Lecture 9. Language and Gender

 

It is well known from different linguistic researches that in many societies the speech of men and women differs. In some cases these differences are quite small and are not generally noticed: they are probably taken for granted in the same way as, say, different gestures or facial expressions. For example, in many accents of American English it has been found that women's vowels are more peripheral (more front, more back, higher, or lower) than men's. In other cases the differences may be quite large and perhaps even actively taught to young children. In Gros Ventre, an American Indian language, for example, palatalised dental stops in men's speech correspond to palatalised velar stops in the speech of women: thus, men call bread [djatsa]. women [kjatsa].

Generally speaking, one can’t explain differences of this kind in terms of social distance. In many societies men and women communicate freely with one another, and there appear to be few social barriers likely to influence the density of communication between the sexes. Sociolinguists cannot, therefore, account for the development of gender differences in language in the same way as class, ethnic-group, or geographical dialects.
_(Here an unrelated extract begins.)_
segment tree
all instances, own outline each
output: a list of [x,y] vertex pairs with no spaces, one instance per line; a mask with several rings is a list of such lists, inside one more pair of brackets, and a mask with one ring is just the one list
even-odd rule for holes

How, then, do such differences arise? Why do men and women often speak differently? To answer these questions one has to begin with a classic example of linguistic gender differentiation, well known to students of language. When Europeans first arrived in the Lesser Antilles and made contact with the Carib Indians they discovered that men and women 'spoke different languages'. This would of course have been a very startling discovery: nowhere else has sex differentiation been found so great that people have been puzzled to suppose that there were actually distinct men's and women's languages. A report from the seventeenth century says:

The men have a great many expressions peculiar to them, which the women understand but never pronounce themselves. On the other hand the women have words and phrases, which the men never use, or they would be laughed to scorn. Thus it happens that in their conversations it often seems as if the women had another language than the men.
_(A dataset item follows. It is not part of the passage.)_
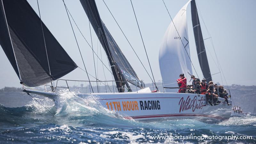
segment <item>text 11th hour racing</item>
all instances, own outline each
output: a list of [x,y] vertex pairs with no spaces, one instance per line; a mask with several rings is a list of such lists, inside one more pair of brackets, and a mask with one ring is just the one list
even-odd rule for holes
[[107,102],[106,105],[109,110],[117,111],[161,109],[159,100],[112,101]]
From the evidence of this quotation, it seems certain that, although there were clear differences between men's and women's speech, only a relatively small number of vocabulary items were involved. The men and women, that is, did not speak different languages, rather they spoke different varieties of the same language - the differences were lexical only. Even so, how can sociolinguists explain these particular differences? The Indians themselves had an explanation, which has also been quite widely accepted.
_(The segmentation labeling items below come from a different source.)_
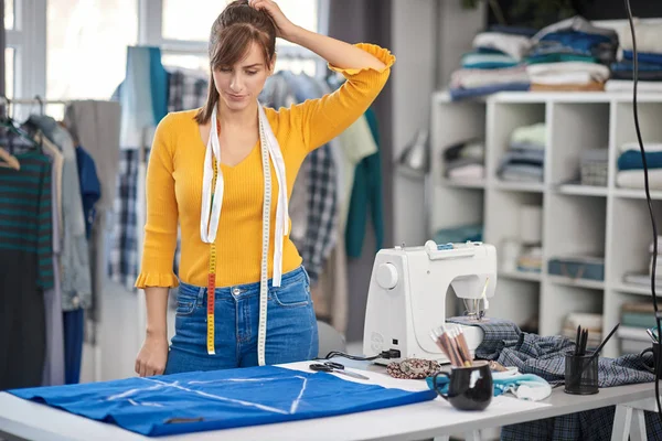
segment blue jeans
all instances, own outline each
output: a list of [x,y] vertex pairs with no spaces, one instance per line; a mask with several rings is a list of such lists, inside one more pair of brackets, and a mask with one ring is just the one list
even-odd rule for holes
[[[310,280],[303,267],[282,275],[280,287],[269,280],[266,364],[312,359],[318,355],[318,327]],[[257,366],[259,282],[217,288],[215,355],[206,351],[207,289],[181,283],[174,336],[164,374]]]

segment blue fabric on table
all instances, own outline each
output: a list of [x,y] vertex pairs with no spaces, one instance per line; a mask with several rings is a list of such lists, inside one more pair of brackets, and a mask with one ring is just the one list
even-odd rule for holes
[[9,390],[143,435],[200,432],[331,417],[434,399],[277,366]]

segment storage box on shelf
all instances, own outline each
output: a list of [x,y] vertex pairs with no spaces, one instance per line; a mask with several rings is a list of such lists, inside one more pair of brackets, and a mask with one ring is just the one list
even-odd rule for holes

The savage natives of Dominica say that the reason for this is that when the Caribs came to occupy the islands they were inhabited by an Arawak tribe, which the Caribs exterminated completely, with the exception of the women, whom they married in order to populate the country. It is asserted that there is some similarity between the speech of the continental Arawaks and that of the Carib women.

The differences were believed to be the result of mixing the two language groups, Carib and Arawak, divided on sex lines, as the result of an invasion. This may or may not be true, but one thing is clear, however: even if this explanation is true, sociolinguists cannot apply it to the origin of linguistic gender differences in other parts of the world. First, the reported differences amongst the Carib Indians resemble to a considerable extent those found elsewhere in other American Indian languages.